While I’m not one to decry modernity, nothing has been sadder than the world’s collective movement away from some of the quainter and more comforting relics of a bygone era. The old school movie theatres with their cushy faux-velvet seats, slightly musty video stores with walls of of DVDs and cozy indie bookstores were, for me, happy places.
But while they’ve largely gone the way of the mega-theatre, Netflix (and we all love Netflix, naturally) and Indigo (also a great store, to be fair), some are still kicking.
And sometimes, new ones pop up.
For the first time in a very long time, Mississauga is home to a cozy independent bookstore. The Book Wardrobe, which recently opened on the second floor of the Robinson-Bray House on Queen St. in Streetsville, is filling the noticeable indie bookstore void in the city.
“There are currently more than 46 indie bookstores in Toronto, 23 in Hamilton, 19 in Burlington, two in Georgetown and one in Brampton,” says Book Wardrobe operator Carmela Vedar, adding that her count does not include stand alone bookstores offering used books, comics/graphic novels and religious books/merchandise.
Vedar said people’s ongoing love of those other independent stores made her question why a city like Mississauga doesn’t have a store of its own.

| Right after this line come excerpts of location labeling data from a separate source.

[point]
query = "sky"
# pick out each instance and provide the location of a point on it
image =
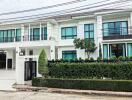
(20, 5)
(17, 5)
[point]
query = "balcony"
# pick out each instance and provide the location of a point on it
(114, 37)
(23, 38)
(116, 33)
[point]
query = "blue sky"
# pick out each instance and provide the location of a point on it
(19, 5)
(16, 5)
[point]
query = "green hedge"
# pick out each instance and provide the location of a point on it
(102, 85)
(122, 70)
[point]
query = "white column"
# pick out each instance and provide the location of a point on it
(99, 34)
(108, 51)
(130, 27)
(80, 31)
(52, 52)
(22, 32)
(19, 67)
(40, 31)
(126, 49)
(29, 32)
(49, 30)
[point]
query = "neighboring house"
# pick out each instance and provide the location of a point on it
(21, 42)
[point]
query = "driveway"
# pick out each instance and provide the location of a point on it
(53, 96)
(6, 84)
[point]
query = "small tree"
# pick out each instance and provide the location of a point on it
(42, 64)
(100, 51)
(86, 44)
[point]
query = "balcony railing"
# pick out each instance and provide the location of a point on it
(129, 36)
(23, 38)
(116, 33)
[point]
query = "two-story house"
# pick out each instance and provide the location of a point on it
(21, 42)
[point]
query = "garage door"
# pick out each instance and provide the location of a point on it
(7, 79)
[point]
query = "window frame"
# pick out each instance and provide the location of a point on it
(89, 31)
(69, 52)
(72, 36)
(115, 23)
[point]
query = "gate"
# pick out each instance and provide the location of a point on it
(30, 70)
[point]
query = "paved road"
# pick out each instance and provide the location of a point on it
(52, 96)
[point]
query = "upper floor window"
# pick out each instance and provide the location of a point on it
(34, 34)
(115, 28)
(69, 32)
(9, 35)
(69, 55)
(44, 33)
(89, 31)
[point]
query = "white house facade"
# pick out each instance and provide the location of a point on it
(21, 42)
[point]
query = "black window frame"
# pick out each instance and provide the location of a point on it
(68, 36)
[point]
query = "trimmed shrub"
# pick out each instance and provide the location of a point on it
(121, 58)
(122, 70)
(102, 85)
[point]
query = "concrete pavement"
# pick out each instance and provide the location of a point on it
(54, 96)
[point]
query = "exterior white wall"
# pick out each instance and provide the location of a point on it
(50, 45)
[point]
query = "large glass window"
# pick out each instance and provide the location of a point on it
(115, 28)
(117, 50)
(35, 34)
(105, 51)
(18, 34)
(9, 35)
(69, 55)
(69, 32)
(129, 49)
(89, 31)
(44, 33)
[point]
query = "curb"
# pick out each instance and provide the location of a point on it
(91, 92)
(72, 91)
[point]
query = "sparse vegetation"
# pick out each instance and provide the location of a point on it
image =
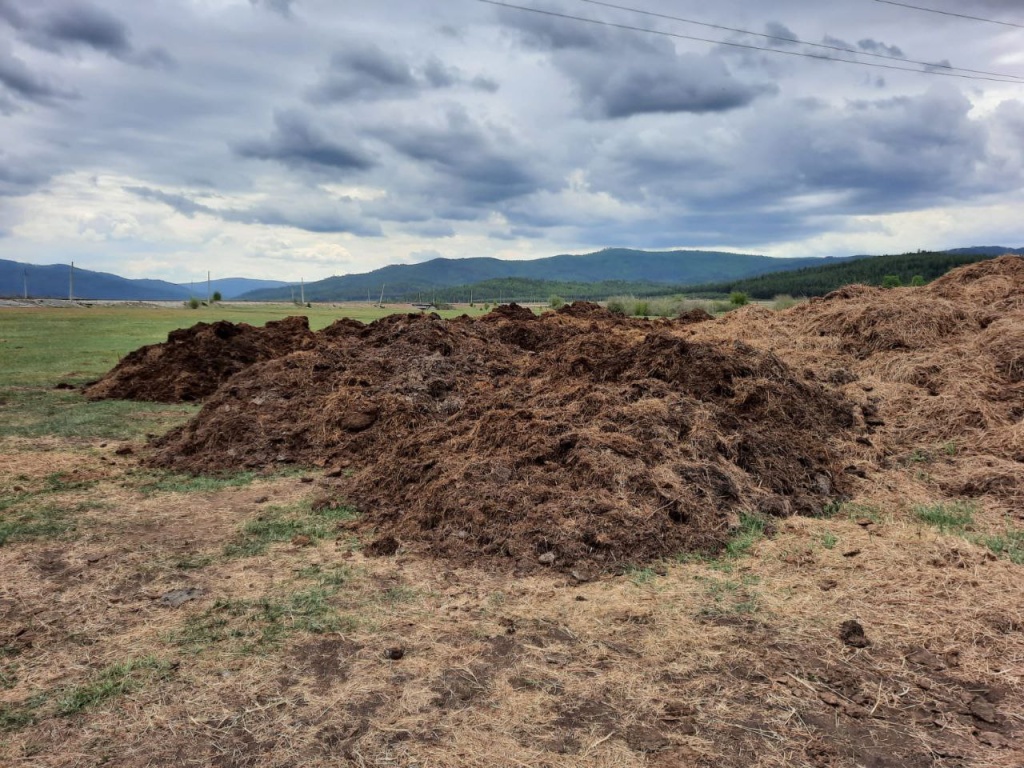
(951, 517)
(278, 524)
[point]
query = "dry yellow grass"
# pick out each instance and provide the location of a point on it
(729, 663)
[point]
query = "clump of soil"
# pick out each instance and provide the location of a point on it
(194, 361)
(936, 372)
(593, 438)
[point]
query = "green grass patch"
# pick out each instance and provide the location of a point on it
(263, 624)
(116, 680)
(284, 523)
(181, 483)
(954, 517)
(44, 413)
(1009, 545)
(111, 682)
(730, 596)
(39, 522)
(752, 530)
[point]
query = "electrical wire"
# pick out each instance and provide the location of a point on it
(779, 38)
(779, 51)
(950, 13)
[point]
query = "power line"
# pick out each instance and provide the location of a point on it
(950, 13)
(798, 41)
(779, 51)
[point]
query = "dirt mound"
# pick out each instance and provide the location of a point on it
(579, 440)
(993, 282)
(694, 315)
(936, 373)
(194, 361)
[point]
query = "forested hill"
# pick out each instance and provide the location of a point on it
(667, 267)
(870, 270)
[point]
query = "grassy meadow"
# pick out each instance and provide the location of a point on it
(152, 619)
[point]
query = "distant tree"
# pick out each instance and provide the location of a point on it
(738, 298)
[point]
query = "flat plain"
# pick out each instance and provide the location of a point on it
(151, 616)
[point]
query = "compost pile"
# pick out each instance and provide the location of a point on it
(936, 373)
(194, 361)
(578, 437)
(584, 439)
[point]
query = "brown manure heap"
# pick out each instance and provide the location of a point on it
(584, 439)
(936, 373)
(577, 437)
(194, 361)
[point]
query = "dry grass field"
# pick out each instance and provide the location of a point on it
(151, 616)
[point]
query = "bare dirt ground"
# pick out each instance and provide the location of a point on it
(254, 621)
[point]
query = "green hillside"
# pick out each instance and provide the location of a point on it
(408, 282)
(821, 280)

“The inspiration behind The Book Wardrobe was driven by the auspicious presence of these independent bookstores, a fact that their local communities have supported them through the years,” she said. “And so that made me wonder, why we don’t have one or more in our beloved Mississauga?”
In an email exchange with inSauga.com, Vedar offered up the aforementioned Gaiman quote (and it’s certainly a good–and pertinent–one) to illustrate that, for many people, bookstores act as both community spaces and tourist attractions.
“Even during our travels, my husband and I would make it a point to visit bookstores and include this in our itinerary. I call it my bookstore pilgrimage. The thrill of discovering a new bookstore in another country, or in a new local place, is a tourist attraction itself, for me, at least.”
So, what compelled Vedar to finally take the plunge?
“In July, an opportunity presented itself when we stumbled upon a 400-square feet retail space that was up for lease in the historic neighbourhood of Streetsville. It was the perfect size for a charming small bookshop. And Streetsville has the personality of sedate, happy domesticity, a time-indulgent trait that is ideal for a bookshop environment.”
As for the name, Vedar says it was chosen because her store is comparable to a really inviting walk-in closet.
“The retail space has the inviting character of a walk-in closet,” she says. “Aside from clothes, accessories and shoes in your wardrobe, why not add books to complete those killer looks? That’s how The Book Wardrobe’s name came to be. Cozy, airy, and pristine bright would best describe the bookstore’s interiors.”
In terms of literary offerings, Vedar says the store offers a curated selection of fiction, non-fiction, children’s books, young adult reads, cookbooks, poetry, health & self-help books, and art and photography tomes.
Ideally, the new shop will function as the neighbourhood bookstore, offering a mix of popular fiction (the kind you’d find at Indigo) and a few hidden gems that might be a little harder to hunt down.
“We encourage readers and customers to drop by the store and stay at their own pace. We believe there is a magical fulfillment in the unhurried flipping of the pages, drooling at book covers, ogling at book spines, engaging with fellow book lovers, and the smelling of the book-scented aroma of a bookstore.”
While the store will no doubt attract avid readers interested a quainter and more urbane experience, it could also function as a gathering space in the future. Vedar says the store could host local literary events, book signings and book club parties.
Ultimately Vedar hopes the store reinvigorates public interest in traditional bookstores.
“We believe The Book Wardrobe will spearhead the comeback of the traditional brick and mortar bookshop here in Mississauga,” she says.